The kids from the Tuvan family pose for a picture with me.


The kids basically start riding horses as soon as they can walk!

One of the aspects of local culture that we did not get to see was Eagle hunting. This is a winter activity, so we just didn’t see it. In Western Mongolia, some of the men and boys capture a wild golden eagle when it’s still a chick, and train it to hunt for them. They keep an eagle until it is 6 or 8 years old, and then they return it to nature so that it will breed (that’s the idea anyway; I’m not sure how many studies have been done on whether the captivity impacts the eagles in any way). Though we didn’t see any eagle hunting, we did see two eagles that were being kept by a family near the end of our trip.

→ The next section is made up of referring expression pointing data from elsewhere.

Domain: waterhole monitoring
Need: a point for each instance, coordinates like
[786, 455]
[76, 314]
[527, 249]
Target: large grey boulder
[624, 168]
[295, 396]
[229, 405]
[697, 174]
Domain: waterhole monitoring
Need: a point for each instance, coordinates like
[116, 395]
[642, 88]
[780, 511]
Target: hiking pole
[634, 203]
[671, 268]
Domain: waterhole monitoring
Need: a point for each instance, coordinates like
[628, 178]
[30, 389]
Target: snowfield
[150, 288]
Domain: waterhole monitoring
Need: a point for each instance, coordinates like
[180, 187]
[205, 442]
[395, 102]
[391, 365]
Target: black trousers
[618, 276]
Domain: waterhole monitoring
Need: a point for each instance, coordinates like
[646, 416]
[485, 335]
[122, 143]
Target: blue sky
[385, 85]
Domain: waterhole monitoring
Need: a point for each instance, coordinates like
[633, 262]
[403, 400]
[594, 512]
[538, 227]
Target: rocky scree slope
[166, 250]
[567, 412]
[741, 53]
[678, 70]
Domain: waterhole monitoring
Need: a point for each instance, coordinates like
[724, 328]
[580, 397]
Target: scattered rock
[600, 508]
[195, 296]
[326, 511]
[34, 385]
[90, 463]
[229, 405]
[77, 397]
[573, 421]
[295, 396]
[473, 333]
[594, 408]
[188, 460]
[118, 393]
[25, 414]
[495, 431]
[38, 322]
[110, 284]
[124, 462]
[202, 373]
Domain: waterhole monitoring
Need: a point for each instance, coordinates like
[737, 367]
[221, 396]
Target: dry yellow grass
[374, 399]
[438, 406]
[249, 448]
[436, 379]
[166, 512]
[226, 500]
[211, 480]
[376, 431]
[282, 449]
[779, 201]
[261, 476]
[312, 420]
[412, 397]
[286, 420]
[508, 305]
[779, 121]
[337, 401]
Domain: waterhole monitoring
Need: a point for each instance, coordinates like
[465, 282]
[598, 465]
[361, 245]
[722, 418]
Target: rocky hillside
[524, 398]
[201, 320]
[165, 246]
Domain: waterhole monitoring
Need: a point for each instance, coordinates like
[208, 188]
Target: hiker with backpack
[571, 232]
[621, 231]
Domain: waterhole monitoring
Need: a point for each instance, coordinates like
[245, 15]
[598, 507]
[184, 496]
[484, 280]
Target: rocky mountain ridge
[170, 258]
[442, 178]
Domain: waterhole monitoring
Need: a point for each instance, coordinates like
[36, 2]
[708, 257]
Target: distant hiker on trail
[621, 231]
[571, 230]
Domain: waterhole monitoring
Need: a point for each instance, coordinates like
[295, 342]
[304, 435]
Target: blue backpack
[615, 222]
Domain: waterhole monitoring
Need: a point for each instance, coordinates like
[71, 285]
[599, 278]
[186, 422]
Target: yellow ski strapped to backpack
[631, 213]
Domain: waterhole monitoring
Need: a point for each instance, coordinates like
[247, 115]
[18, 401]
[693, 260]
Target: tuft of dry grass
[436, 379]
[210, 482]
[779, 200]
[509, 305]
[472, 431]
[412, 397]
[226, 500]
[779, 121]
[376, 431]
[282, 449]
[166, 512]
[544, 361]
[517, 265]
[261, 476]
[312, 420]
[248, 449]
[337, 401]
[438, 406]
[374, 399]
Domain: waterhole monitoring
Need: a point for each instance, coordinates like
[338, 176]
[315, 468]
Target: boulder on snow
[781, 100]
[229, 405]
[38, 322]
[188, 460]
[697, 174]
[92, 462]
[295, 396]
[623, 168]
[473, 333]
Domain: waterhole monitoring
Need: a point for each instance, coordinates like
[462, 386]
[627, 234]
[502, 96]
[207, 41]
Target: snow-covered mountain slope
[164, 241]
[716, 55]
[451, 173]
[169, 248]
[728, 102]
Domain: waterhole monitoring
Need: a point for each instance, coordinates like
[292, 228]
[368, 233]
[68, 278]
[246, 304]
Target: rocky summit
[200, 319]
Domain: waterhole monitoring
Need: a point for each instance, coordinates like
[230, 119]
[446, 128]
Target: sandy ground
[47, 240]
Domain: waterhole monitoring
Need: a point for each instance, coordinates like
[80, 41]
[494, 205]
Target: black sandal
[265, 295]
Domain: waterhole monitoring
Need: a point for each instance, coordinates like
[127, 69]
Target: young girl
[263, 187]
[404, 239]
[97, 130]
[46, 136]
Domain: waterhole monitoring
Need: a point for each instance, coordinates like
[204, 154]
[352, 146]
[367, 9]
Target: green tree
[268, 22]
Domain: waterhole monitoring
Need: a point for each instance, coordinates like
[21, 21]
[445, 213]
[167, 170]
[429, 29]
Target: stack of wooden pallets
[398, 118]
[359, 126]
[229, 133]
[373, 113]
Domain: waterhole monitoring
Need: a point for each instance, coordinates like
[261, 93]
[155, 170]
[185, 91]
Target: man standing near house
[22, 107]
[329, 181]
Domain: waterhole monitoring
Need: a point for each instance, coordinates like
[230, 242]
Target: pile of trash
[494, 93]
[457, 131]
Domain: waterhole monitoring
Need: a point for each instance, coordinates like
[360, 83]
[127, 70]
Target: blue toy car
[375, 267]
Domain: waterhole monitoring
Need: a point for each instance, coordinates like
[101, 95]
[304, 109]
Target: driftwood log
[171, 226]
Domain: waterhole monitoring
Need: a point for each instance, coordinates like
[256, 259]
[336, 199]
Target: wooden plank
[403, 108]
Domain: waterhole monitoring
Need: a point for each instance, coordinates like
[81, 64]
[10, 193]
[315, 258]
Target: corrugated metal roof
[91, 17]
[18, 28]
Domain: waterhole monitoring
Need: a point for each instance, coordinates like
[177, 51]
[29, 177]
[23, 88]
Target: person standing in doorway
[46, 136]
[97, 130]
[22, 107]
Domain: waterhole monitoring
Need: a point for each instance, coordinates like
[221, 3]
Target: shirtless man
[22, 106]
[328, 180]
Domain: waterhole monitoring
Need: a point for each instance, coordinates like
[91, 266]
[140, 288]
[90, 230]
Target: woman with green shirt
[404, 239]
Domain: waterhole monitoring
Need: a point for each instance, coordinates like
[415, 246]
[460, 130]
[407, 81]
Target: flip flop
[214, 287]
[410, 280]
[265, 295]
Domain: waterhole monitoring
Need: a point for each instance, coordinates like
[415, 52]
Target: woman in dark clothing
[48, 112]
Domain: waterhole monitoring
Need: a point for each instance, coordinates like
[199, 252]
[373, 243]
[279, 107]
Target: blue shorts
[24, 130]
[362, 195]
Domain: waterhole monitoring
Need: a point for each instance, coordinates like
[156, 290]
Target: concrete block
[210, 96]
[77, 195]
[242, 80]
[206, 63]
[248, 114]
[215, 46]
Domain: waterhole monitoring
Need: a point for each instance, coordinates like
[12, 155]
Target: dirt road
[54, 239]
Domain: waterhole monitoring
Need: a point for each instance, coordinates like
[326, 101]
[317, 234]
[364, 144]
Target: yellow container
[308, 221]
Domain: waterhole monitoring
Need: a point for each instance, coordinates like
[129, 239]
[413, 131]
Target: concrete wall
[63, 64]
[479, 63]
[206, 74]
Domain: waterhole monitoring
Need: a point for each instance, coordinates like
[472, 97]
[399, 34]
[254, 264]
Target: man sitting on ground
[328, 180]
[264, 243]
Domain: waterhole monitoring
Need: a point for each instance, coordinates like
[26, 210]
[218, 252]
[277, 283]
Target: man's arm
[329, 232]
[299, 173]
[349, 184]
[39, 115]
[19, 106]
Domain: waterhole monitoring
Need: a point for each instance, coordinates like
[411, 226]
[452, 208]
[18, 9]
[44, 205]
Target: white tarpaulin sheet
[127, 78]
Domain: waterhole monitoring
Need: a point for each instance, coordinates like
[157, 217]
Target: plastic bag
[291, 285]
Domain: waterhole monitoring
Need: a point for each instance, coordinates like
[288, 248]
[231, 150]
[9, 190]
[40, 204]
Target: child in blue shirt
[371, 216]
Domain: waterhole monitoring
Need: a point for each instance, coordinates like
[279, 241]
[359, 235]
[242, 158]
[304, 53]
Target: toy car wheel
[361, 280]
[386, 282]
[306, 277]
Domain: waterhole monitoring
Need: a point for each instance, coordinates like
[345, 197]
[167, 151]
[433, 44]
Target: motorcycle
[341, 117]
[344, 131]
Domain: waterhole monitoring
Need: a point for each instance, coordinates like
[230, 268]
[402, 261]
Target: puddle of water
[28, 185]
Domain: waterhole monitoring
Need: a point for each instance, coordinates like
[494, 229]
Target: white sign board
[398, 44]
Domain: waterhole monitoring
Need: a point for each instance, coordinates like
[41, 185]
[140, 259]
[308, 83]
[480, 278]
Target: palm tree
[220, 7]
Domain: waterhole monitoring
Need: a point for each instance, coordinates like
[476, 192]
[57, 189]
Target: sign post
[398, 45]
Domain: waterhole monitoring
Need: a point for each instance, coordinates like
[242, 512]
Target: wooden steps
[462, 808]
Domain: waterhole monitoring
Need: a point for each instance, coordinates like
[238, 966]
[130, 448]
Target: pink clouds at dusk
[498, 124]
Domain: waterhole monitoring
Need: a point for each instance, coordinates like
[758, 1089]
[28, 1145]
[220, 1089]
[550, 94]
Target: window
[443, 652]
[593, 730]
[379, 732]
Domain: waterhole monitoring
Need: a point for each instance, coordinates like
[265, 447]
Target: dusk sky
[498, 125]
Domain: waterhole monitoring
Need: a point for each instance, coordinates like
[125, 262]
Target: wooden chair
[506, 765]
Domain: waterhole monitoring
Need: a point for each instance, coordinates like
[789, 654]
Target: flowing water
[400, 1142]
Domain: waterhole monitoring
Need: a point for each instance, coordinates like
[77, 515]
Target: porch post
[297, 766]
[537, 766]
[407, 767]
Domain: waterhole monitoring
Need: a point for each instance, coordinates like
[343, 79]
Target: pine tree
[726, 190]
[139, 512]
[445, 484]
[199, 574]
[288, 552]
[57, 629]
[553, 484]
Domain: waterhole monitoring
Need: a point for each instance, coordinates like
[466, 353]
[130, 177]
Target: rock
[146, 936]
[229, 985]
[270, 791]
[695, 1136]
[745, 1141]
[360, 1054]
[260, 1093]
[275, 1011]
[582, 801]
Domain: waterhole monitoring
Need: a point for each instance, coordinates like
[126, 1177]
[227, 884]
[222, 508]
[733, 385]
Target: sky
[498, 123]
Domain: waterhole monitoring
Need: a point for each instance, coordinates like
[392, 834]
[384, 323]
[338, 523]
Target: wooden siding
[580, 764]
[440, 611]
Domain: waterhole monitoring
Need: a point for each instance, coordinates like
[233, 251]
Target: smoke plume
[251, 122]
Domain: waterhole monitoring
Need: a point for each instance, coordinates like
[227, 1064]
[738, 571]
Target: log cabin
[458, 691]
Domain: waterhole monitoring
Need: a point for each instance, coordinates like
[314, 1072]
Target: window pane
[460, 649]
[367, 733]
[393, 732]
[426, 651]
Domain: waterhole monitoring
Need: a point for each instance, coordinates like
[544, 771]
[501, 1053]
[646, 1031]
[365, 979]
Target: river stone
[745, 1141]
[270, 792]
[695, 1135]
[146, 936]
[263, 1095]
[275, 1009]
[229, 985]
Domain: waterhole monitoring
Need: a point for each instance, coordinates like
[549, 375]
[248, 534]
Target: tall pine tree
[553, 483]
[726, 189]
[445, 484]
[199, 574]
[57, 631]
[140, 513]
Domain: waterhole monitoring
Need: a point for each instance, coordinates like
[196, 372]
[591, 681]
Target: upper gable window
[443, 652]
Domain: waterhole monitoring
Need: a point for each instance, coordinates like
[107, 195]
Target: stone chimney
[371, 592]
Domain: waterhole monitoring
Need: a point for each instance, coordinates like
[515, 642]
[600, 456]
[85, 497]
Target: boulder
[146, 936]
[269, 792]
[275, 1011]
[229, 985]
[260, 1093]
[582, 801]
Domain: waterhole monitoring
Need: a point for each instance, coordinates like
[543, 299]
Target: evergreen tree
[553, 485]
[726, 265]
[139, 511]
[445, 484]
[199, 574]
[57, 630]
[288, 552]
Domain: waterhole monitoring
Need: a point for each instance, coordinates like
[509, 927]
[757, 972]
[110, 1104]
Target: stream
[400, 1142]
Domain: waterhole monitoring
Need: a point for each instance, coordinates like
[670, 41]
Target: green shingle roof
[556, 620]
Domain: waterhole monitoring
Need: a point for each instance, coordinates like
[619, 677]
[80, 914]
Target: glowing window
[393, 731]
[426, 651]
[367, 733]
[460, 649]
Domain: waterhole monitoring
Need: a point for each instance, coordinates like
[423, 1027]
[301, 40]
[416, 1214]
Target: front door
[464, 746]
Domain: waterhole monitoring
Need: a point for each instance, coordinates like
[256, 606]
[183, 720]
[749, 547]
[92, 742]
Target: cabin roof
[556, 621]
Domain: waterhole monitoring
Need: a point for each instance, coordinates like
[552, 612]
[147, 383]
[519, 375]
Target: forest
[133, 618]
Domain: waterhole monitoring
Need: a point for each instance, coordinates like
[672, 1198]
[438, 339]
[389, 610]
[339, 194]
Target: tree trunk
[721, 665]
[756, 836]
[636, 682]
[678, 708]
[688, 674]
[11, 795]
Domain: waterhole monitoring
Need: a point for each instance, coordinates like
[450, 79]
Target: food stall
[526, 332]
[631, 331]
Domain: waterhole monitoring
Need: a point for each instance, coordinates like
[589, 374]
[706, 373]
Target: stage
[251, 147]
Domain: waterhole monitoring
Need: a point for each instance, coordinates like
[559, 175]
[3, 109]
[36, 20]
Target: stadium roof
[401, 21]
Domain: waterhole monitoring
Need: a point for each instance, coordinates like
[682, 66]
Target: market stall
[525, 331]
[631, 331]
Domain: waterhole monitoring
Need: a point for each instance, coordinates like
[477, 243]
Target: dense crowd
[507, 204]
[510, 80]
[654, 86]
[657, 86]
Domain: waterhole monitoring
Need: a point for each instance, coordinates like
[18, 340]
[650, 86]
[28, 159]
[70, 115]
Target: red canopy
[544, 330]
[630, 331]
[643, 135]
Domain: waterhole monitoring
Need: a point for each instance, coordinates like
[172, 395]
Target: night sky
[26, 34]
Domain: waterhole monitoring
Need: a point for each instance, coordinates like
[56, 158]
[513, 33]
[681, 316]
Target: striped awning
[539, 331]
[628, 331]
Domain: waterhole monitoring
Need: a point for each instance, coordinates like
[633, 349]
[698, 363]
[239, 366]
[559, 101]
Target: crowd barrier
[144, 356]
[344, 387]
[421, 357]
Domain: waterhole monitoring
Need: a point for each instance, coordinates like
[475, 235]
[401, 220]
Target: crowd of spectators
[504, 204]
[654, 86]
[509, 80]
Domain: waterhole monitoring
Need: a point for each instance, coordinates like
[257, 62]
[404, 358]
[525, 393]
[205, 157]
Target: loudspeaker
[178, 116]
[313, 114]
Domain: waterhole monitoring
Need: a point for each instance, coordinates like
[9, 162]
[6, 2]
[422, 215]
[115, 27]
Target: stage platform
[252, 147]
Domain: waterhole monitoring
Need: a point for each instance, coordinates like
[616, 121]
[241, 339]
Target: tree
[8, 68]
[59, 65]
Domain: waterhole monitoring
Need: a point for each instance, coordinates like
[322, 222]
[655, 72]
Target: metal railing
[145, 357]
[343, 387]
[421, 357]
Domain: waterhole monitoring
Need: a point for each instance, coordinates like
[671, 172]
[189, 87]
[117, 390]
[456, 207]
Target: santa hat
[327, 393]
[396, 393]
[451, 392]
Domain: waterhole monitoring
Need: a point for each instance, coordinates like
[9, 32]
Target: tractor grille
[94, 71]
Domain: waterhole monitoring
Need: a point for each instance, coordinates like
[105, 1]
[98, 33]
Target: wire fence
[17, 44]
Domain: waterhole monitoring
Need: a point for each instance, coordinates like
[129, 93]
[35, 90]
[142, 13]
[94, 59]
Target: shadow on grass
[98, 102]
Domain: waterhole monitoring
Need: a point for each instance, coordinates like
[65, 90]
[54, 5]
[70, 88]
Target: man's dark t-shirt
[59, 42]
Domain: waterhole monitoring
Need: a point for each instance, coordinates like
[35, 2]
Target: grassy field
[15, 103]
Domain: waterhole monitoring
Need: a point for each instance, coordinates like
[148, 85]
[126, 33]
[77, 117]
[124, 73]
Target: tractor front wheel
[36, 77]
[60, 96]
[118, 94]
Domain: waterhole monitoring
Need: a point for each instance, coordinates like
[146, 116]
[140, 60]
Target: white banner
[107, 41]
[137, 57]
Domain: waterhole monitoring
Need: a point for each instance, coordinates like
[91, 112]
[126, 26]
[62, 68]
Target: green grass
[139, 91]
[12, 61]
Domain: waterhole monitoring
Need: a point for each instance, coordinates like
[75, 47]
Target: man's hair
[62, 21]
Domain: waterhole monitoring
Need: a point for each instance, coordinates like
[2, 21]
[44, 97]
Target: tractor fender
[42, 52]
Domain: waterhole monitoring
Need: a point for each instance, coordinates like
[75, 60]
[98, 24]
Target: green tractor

One of the hunting eagles; note the wooden post and leash around his foot

Overall, one of the best aspects of our trip was to meet the local people and learn a little about them and their way of life. I am grateful to our guides for giving me this opportunity. It’s hard to convey in a blog post. Even though we don’t speak the same language, we could communicate fairly well. Seeing the looks on kids faces and hearing their laughter when you show them a picture of themselves is a priceless experience.

– Meredith

3 responses so far

3 Responses to “Western Mongolian Culture”

  1. janarbek says:

    What a amazing place and amazing people.

  2. Dosjan says:

    Helloo Dave and Meredith.

    When i am surfing on web, i found your travel blog.

    Good pictures and good explanations. 😉 We just arrived from 2nd trek today.

    Good luck.
    PS: Pictures, if possible can you email me.

  3. Saliem. Love your blog.

    We just got back from a trip into the park but our start and end point was Altai.
    Our local organiser and her husband and all the wranglers were related to everyone we met along the way it seems, and every day was spent recieving Kazakh hospitality. We often stayed overnight with a family, and Amangul, who is a noted singer and instrument player, was always induced to sing songs.

    Often people heard she was in the region, and this turned into an impromptu concert for the many visitors who appeared in the ger doorway…

    Meeting and staying with these hospitable folk was the highlight of my trip.